Default memory per CPU is usually ~3.8 GB, so you may want to request more CPUs (e.g., increase --cpus-per-task) or set --mem to request more memory.

Multi-threaded -- More than one CPU

#SBATCH <account,partition,qos>
#SBATCH --ntasks 1
#SBATCH --cpus-per-task 8

module load fastqc

echo "SLURM_CPUS_PER_TASK=$SLURM_CPUS_PER_TASK"

fastqc ./data/*.fastq.gz -o ./fastqc --threads "$SLURM_CPUS_PER_TASK"

Parallel

Alternatively, we can run fastqc in parallel using --ntasks and srun.

Why? Fastqc can already run multi-threaded ....

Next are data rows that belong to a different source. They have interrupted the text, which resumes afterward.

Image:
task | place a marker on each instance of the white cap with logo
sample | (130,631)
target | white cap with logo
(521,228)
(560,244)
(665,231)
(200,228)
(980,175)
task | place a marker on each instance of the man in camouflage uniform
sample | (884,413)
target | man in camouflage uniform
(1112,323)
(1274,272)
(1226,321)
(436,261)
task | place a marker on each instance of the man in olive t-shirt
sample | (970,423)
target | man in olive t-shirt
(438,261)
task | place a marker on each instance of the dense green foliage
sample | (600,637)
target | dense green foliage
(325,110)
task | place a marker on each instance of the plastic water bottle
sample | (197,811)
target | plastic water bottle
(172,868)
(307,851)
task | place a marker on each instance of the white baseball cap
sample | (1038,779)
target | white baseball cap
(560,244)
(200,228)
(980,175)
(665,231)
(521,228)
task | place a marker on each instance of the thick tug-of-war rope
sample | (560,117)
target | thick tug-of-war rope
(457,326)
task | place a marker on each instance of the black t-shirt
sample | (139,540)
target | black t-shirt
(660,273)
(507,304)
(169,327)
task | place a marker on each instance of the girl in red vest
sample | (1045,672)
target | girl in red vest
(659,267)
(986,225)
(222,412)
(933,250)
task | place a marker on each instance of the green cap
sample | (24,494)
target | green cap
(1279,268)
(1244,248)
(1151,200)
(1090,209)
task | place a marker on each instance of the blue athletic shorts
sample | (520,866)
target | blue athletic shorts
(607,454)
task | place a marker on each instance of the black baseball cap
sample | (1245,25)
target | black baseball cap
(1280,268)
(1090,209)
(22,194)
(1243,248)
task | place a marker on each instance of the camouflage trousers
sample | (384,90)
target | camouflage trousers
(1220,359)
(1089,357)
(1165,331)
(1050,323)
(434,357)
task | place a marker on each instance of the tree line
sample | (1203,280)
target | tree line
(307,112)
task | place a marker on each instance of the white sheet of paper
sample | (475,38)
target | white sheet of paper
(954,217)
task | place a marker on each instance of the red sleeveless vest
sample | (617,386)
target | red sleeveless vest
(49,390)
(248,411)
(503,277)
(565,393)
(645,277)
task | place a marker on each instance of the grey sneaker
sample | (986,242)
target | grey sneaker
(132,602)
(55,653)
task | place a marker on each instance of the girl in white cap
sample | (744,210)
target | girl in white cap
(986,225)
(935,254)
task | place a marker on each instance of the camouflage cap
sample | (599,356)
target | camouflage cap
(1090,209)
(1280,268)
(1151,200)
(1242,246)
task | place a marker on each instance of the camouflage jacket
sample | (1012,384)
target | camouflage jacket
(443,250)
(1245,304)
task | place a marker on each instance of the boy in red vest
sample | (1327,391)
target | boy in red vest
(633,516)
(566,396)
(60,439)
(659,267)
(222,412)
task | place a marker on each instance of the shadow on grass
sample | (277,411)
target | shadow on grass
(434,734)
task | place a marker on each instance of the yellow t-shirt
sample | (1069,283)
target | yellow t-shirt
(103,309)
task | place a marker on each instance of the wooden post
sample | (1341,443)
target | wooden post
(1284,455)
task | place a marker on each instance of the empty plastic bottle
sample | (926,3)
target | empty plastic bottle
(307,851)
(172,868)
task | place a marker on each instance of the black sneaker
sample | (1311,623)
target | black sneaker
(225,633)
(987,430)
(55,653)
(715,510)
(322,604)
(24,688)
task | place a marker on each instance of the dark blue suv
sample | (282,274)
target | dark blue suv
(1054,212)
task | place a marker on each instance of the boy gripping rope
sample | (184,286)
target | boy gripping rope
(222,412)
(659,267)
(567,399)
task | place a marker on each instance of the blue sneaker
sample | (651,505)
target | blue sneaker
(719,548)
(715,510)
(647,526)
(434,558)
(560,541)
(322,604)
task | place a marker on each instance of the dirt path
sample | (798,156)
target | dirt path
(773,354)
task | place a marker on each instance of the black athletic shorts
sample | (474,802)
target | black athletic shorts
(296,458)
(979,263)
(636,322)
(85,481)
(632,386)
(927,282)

If you have a lot of fastq files, the bottleneck for multi-threading may become max CPUs.

Parallel

Run fastqc up to 8 times, independently, in parallel:

#SBATCH <account,partition,qos>
#SBATCH --nodes 1                # This is the default
#SBATCH --ntasks 8
#SBATCH --cpus-per-task 1

module load fastqc

for fq in ./data/*.fastq.gz ; do
    echo "$(date) Running $fq ..."
    srun --ntasks 1 --cpus-per-task 1 fastqc "$fq" -o ./fastqc &
done
wait

Parallel -- Increase CPUs per task

#SBATCH <account,partition,qos>
#SBATCH --nodes 1                # This is the default
#SBATCH --ntasks 8
#SBATCH --cpus-per-task 4        # More CPUs

module load fastqc

for fq in ./data/*.fastq.gz ; do
    echo "$(date) Running $fq ..."
    srun --ntasks 1 --cpus-per-task 4 fastqc "$fq" -o ./fastqc &
    #                               ^
done
wait

Parallel -- Take advantage of multiple nodes

#SBATCH <account,partition,qos>
#SBATCH --nodes 6                # More nodes for the job
#SBATCH --ntasks 8
#SBATCH --cpus-per-task 4

module load fastqc

for fq in ./data/*.fastq.gz ; do
    echo "$(date) Running $fq ..."
    srun --ntasks 1 --cpus-per-task 4 fastqc "$fq" -o ./fastqc &
    #        This ^ is still 1 task
done
wait

Job Arrays

Job Arrays: What are they?

Slurm will run the same batch script many times, automatically.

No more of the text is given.